Example of image compression. In the left is located the original image, and in the right is the compressed one.

A collage of a compressed image

Get the image and return the palette to the user

And now is the moment to put everything together. The tasks that are missing to complete this project are: getting the image from the user and display the palette. To complete this, I used the Flask python library.

Imports and initialize the Flask application

from flask import Flask, render_template, request, send_from_directory, url_for
import os

from image_processing import extract_palette_from_img

app = Flask(__name__)

The decorator (@) of the home function below defines the URL for the home page. The home() function returns the HTML content of home page template that will be rendered in the screen. This is the main page where the users are asked to upload an image.

@app.route("/")
def home():
return render_template("index.html")

The get_image_palette() function is located in the /palette URI (see the decorator), where the user will be redirected once they upload the image to see the resulting palette, through a POST request.

This function first ensures that the request method is "POST", then it receives the uploaded image from the request, saves it and generates a path to the saved image.

Next, the functions created to process the image are called inside a function named extract_palette_from_img(), which calls the previously introduced functions in turn and returns the palette.

Finally, the following function renders the HTML template to show the extracted color palette alongside the image.

@app.route("/palette", methods=["POST"])
def get_image_palette():
if request.method == "POST":
image = request.files["img"]
path = os.path.join(app.config["UPLOAD"], image.filename)
image.save(path)
image_path = url_for("uploaded_file", filename=image.filename)
colours = extract_palette_from_img(path)
return render_template("colors.html", image_path=image_path, colours=colours)

Learnings and Results

If you are curious about the code and want to try it yourself, please follow the link bellow to access the repository where the code is:

Link to the HueHarvest project in Github

Possible improvements for this project

  • allow the users to download the colour palette in a file.
  • provide the users with a way of copying all the colours at once.
  • handle errors and exceptions in the code.
  • give the user the possibility to produce a k-means compressed image.
  • optimize the color palette sorting algorithm.
  • allow the user to select the number of codes in the palette.

Conclusion

This project has been part of 100 days of code, a course I am following to gain experience with Python code.

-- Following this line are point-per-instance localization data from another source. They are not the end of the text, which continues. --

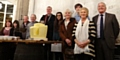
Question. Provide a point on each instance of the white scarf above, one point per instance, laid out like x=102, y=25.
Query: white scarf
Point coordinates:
x=81, y=35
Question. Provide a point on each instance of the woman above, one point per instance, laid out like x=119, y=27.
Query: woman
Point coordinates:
x=66, y=28
x=6, y=30
x=15, y=31
x=5, y=48
x=59, y=17
x=84, y=36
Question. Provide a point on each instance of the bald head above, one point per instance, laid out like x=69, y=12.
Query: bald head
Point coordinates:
x=101, y=7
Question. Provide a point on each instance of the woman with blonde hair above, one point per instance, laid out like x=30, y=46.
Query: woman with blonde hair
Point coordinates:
x=66, y=28
x=84, y=36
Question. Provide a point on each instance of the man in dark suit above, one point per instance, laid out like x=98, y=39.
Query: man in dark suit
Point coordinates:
x=48, y=19
x=107, y=32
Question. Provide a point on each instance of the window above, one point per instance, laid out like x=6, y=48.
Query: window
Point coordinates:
x=6, y=12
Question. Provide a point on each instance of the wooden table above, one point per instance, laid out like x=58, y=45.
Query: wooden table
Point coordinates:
x=30, y=44
x=30, y=41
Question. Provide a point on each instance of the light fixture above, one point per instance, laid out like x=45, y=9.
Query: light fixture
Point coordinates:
x=0, y=6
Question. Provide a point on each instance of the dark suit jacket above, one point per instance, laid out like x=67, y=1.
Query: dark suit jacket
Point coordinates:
x=111, y=29
x=50, y=24
x=67, y=34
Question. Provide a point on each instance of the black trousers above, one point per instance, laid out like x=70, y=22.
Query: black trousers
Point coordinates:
x=82, y=57
x=103, y=52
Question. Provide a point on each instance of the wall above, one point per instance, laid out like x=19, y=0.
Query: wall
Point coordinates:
x=38, y=7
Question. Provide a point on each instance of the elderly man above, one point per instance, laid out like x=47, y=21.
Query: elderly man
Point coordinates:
x=107, y=32
x=48, y=20
x=33, y=21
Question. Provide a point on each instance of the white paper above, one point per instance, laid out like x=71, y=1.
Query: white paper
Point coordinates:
x=56, y=47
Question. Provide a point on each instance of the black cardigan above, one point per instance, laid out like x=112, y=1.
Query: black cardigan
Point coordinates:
x=92, y=37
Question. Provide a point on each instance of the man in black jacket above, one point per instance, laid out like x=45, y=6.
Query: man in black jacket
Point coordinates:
x=48, y=19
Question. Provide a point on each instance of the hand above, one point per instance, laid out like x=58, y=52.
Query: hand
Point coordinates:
x=85, y=43
x=68, y=42
x=80, y=44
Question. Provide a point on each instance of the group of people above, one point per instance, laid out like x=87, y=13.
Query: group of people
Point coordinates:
x=83, y=39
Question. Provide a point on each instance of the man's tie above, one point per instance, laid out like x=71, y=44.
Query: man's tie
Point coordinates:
x=101, y=27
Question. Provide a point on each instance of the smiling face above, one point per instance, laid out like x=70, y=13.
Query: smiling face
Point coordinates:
x=83, y=13
x=78, y=8
x=101, y=7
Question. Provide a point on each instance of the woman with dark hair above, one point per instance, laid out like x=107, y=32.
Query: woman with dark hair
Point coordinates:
x=5, y=48
x=66, y=28
x=15, y=31
x=59, y=17
x=6, y=30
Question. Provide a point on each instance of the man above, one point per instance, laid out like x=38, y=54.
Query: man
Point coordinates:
x=107, y=32
x=23, y=26
x=48, y=20
x=33, y=21
x=76, y=14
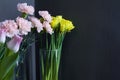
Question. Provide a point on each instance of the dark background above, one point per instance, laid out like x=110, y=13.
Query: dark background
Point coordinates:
x=92, y=50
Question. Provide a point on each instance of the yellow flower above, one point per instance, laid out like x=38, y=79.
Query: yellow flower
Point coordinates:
x=55, y=21
x=66, y=25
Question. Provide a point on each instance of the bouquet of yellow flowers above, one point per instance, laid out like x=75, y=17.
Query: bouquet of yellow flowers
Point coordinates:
x=17, y=35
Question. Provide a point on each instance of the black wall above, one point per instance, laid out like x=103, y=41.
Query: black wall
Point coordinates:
x=92, y=50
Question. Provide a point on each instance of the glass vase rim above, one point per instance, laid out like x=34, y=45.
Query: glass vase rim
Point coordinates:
x=50, y=49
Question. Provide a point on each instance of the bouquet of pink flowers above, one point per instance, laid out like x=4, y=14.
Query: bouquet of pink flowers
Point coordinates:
x=17, y=35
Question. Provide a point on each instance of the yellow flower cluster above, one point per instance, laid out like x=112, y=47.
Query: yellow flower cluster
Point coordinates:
x=63, y=24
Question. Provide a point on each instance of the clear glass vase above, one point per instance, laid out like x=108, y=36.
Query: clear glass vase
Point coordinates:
x=49, y=64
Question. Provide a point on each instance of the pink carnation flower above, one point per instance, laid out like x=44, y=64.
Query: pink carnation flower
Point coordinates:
x=23, y=7
x=2, y=35
x=11, y=27
x=46, y=16
x=36, y=22
x=14, y=43
x=47, y=27
x=24, y=25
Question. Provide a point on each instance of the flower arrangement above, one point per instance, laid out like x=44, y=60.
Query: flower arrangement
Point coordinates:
x=17, y=35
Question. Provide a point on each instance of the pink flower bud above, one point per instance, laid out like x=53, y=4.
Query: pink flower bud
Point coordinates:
x=23, y=7
x=14, y=43
x=47, y=27
x=2, y=35
x=46, y=16
x=36, y=22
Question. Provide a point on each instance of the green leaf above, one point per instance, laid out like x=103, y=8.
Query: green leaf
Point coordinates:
x=7, y=64
x=10, y=74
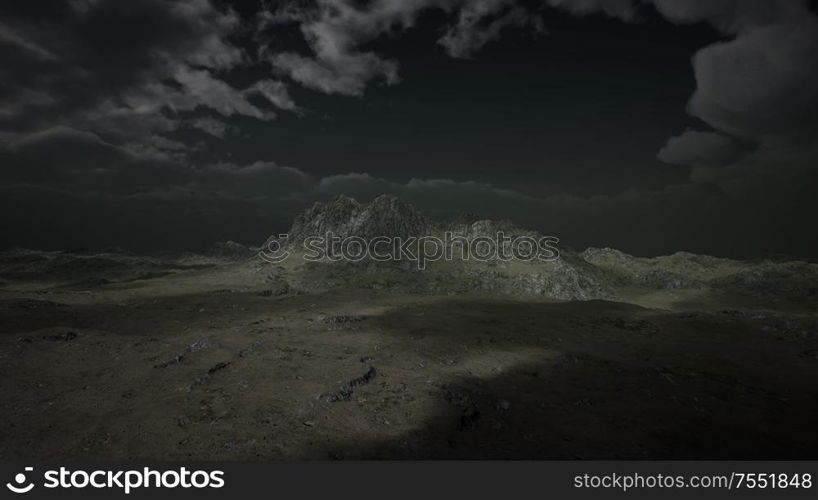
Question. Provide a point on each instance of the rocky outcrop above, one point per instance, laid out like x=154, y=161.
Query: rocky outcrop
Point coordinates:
x=343, y=216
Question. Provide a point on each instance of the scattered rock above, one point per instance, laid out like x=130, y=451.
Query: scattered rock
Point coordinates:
x=217, y=367
x=346, y=390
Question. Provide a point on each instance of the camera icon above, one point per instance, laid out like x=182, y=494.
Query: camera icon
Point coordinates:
x=20, y=479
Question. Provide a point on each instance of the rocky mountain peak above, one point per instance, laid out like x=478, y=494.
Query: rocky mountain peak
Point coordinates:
x=343, y=216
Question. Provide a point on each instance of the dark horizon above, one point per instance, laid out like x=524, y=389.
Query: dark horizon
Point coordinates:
x=648, y=126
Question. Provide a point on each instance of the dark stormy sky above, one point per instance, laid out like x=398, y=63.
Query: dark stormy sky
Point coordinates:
x=648, y=125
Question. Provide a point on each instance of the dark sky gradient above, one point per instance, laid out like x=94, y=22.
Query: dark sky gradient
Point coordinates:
x=653, y=126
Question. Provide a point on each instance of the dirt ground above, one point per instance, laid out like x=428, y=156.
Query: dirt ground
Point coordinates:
x=200, y=365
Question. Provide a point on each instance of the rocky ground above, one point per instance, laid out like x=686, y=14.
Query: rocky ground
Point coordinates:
x=224, y=356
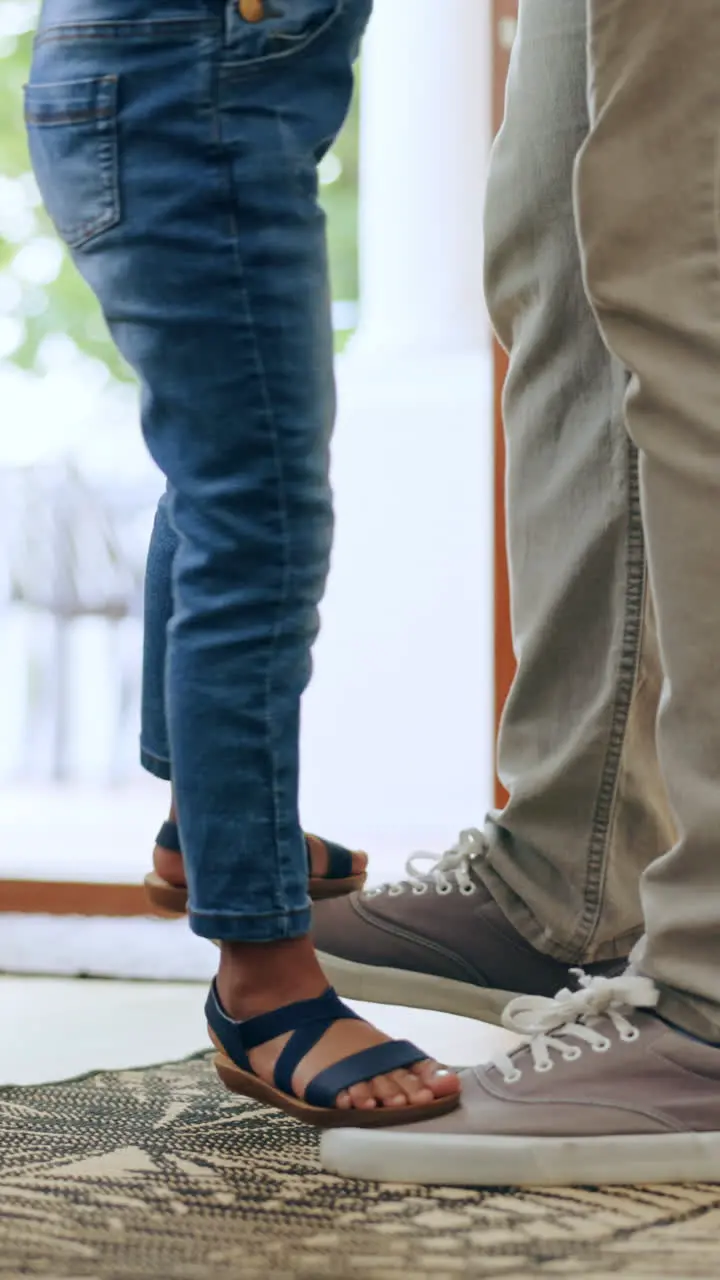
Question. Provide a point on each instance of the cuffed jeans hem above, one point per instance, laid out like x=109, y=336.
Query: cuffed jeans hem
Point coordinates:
x=698, y=1018
x=540, y=936
x=220, y=927
x=155, y=764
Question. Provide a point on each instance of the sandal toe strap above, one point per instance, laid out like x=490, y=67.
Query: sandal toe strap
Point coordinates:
x=306, y=1019
x=391, y=1056
x=168, y=837
x=340, y=860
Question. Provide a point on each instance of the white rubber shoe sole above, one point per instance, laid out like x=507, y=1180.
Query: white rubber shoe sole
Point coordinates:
x=379, y=986
x=396, y=1156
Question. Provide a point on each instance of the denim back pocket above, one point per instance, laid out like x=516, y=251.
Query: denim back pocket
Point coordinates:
x=73, y=145
x=267, y=30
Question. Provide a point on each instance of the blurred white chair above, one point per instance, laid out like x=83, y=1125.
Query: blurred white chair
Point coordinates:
x=72, y=549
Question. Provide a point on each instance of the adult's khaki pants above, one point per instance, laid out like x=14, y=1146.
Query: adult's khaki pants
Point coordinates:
x=604, y=284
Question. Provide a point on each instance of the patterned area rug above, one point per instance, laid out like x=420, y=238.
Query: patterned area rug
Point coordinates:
x=159, y=1174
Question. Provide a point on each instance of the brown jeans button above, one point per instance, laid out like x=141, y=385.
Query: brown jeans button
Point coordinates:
x=253, y=10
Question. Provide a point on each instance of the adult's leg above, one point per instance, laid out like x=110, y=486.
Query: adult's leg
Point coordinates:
x=587, y=809
x=602, y=1089
x=554, y=880
x=648, y=220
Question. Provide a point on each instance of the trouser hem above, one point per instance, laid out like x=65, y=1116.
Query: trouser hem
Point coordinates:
x=687, y=1014
x=236, y=927
x=540, y=936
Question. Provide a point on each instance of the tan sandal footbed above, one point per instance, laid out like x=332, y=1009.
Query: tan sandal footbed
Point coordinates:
x=324, y=1118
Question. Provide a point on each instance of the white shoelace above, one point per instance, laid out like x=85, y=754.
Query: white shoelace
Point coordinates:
x=547, y=1024
x=449, y=871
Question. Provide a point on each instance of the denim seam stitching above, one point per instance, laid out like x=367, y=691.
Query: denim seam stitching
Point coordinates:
x=636, y=594
x=132, y=30
x=282, y=494
x=285, y=913
x=153, y=755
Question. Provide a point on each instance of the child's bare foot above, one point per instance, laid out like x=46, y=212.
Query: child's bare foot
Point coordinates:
x=258, y=978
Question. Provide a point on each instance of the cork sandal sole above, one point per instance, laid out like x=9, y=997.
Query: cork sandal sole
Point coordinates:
x=250, y=1086
x=172, y=900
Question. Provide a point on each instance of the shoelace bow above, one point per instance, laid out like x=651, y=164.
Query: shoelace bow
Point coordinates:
x=447, y=872
x=547, y=1024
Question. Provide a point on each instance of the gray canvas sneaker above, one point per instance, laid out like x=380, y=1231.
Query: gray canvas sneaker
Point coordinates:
x=600, y=1092
x=436, y=940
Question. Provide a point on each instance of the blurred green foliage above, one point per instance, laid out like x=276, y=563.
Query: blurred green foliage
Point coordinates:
x=63, y=304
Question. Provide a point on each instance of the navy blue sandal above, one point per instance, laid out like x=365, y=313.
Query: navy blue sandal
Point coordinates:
x=337, y=881
x=309, y=1020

I am a UX designer by training, and after realising how disconnected this field is from automation, data science and analytics, I decided to delve into this learning adventure. I am about to finish Datamecum, an intensive program in data science that helped me a lot in this process.

This implementation is just a small example of what can be done in the intersection between graphic design and data science. If you like it, be brave and come onboard, it's a great learning experience.

If you have any questions, improving ideas or any other feedback I’m happy to have a chat about it. Thank you for dedicating your time to explore this article.